Catat! Pria Botak Berisiko Tinggi Terkena Gejala Virus Corona

Baca Juga

MATA INDONESIA, JAKARTA-Kabar terbaru datang mengenai virus corona, sebuah penelitian mengungkap bahwa, pria botak mungkin berisiko lebih tinggi terkena gejala Covid-19 yang parah.

Hal itu terungkap setelah 79 Persen pria yang diteliti dalam sampelnya yang dirawat di rumah sakit dengan virus corona adalah pria botak.

Seorang peneliti di Brown University, Amerika Serikat, Carlos Wambier menghubungkan androgen atau hormon pria sebagai gerbang bagi virus corona untuk memasuki sel manusia.

“Wawasan utama adalah bahwa aktivasi androgen berlebih pada dasarnya, hormon yang mengatur apa yang kita anggap sebagai karakteristik pria. Secara intrinsik terkait dengan kerentanan pasien terhadap SARS-CoV-2,” kata Wambier dalam tanya jawab dengan futures, sebuah situs web berfokus pada berita penelitian dari universitas terkemuka, seperti dikutip dari Al Arabiya, Rabu 10 Juni 2020.

Wambier mengatakan ini karena langkah pertama masuknya virus ke dalam sel adalah ‘gigitan’ dari enzim protease yang diproduksi hanya oleh aksi hormon androgen. Infeksi oleh SARS-CoV-2 tampaknya dimediasi oleh androgen.

Wambier melakukan dua penelitian di Spanyol di mana ia menemukan sebagian besar pria botak dirawat di rumah sakit karena virus corona.

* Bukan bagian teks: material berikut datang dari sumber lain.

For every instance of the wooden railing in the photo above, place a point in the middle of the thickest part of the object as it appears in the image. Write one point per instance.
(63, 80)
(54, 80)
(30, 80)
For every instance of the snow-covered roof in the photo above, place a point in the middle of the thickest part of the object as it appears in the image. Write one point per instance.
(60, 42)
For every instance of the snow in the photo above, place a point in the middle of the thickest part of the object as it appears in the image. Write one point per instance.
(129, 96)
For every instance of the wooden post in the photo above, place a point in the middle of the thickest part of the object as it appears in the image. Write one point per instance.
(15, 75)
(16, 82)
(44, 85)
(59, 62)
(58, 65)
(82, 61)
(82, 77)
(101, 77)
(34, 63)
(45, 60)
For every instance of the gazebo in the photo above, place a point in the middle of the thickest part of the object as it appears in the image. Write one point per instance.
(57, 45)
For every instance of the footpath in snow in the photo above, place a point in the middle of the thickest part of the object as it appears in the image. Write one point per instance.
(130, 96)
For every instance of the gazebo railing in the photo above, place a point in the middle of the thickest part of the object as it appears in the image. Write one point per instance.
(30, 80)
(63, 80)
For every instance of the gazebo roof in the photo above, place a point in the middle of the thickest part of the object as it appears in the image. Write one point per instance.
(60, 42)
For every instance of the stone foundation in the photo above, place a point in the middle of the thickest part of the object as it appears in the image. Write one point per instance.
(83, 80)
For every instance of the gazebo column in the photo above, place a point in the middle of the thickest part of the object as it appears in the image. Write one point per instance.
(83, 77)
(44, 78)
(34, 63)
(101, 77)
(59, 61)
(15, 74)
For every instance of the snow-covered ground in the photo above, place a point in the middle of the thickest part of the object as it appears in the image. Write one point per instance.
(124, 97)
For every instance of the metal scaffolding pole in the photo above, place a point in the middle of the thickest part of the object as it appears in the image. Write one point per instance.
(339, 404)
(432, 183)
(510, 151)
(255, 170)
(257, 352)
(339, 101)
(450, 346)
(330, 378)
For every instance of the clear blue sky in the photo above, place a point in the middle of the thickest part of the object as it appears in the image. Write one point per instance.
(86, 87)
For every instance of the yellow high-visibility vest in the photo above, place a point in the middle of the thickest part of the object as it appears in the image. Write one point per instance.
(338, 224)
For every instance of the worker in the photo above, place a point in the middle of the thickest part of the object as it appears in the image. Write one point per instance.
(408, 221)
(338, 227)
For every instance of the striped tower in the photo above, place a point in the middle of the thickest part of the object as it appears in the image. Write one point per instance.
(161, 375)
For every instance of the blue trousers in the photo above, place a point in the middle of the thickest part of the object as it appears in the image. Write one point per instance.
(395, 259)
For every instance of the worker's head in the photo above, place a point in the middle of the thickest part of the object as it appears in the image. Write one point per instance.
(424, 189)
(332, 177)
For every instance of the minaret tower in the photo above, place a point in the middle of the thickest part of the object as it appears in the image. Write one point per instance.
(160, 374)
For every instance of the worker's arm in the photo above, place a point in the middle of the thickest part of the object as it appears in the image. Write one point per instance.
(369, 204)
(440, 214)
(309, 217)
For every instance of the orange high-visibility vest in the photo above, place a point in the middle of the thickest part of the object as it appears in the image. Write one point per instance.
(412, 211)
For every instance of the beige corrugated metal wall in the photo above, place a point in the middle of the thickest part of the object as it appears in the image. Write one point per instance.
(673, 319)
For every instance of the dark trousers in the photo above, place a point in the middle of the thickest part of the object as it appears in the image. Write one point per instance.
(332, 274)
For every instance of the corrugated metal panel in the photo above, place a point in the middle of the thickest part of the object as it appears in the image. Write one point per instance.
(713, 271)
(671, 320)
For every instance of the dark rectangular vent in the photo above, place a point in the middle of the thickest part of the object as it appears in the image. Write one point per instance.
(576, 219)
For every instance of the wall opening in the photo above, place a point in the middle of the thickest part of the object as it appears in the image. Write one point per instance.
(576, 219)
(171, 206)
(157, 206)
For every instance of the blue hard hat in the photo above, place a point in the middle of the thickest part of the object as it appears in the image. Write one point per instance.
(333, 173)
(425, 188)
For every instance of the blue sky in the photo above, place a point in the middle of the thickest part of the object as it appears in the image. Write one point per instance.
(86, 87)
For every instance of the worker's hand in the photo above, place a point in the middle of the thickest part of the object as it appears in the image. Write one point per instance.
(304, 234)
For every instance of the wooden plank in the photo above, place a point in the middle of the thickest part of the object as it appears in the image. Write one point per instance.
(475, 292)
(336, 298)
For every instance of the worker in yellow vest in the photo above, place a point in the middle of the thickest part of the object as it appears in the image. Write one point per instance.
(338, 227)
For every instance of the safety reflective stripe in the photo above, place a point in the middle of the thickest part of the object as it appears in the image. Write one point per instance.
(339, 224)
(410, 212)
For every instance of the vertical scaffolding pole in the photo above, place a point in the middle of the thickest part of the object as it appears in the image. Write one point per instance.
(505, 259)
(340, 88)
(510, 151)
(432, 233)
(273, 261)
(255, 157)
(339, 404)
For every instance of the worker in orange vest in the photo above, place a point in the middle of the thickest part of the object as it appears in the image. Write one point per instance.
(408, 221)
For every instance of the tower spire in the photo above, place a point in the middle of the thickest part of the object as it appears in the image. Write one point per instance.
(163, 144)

Dalam studi pertama, Wambier mengamati 41 pasien virus corona dan menemukan bahwa 71 persen dari mereka memiliki kebotakan pola pria. Dalam studi kedua, peneliti mengamati 175 kasus Covid-19 yang dikonfirmasi, 122 di antaranya adalah laki-laki, di antaranya 79 persen ditemukan memiliki frekuensi Androgenetic Alopecia (AGA), bentuk umum dari kerontokan rambut.

Makalah ini bakal diterbitkan oleh Journal of American Academy of Dermatology. Wambier mengakui, kelemahan studinya adalah ukuran sampelnya yang kecil dan kurangnya kelompok kontrol membatasi studinya.

Studi sebelumnya yang meneliti virus corona Covid-19 mengkonfirmasi bahwa pria memiliki tingkat kematian yang lebih tinggi daripada wanita.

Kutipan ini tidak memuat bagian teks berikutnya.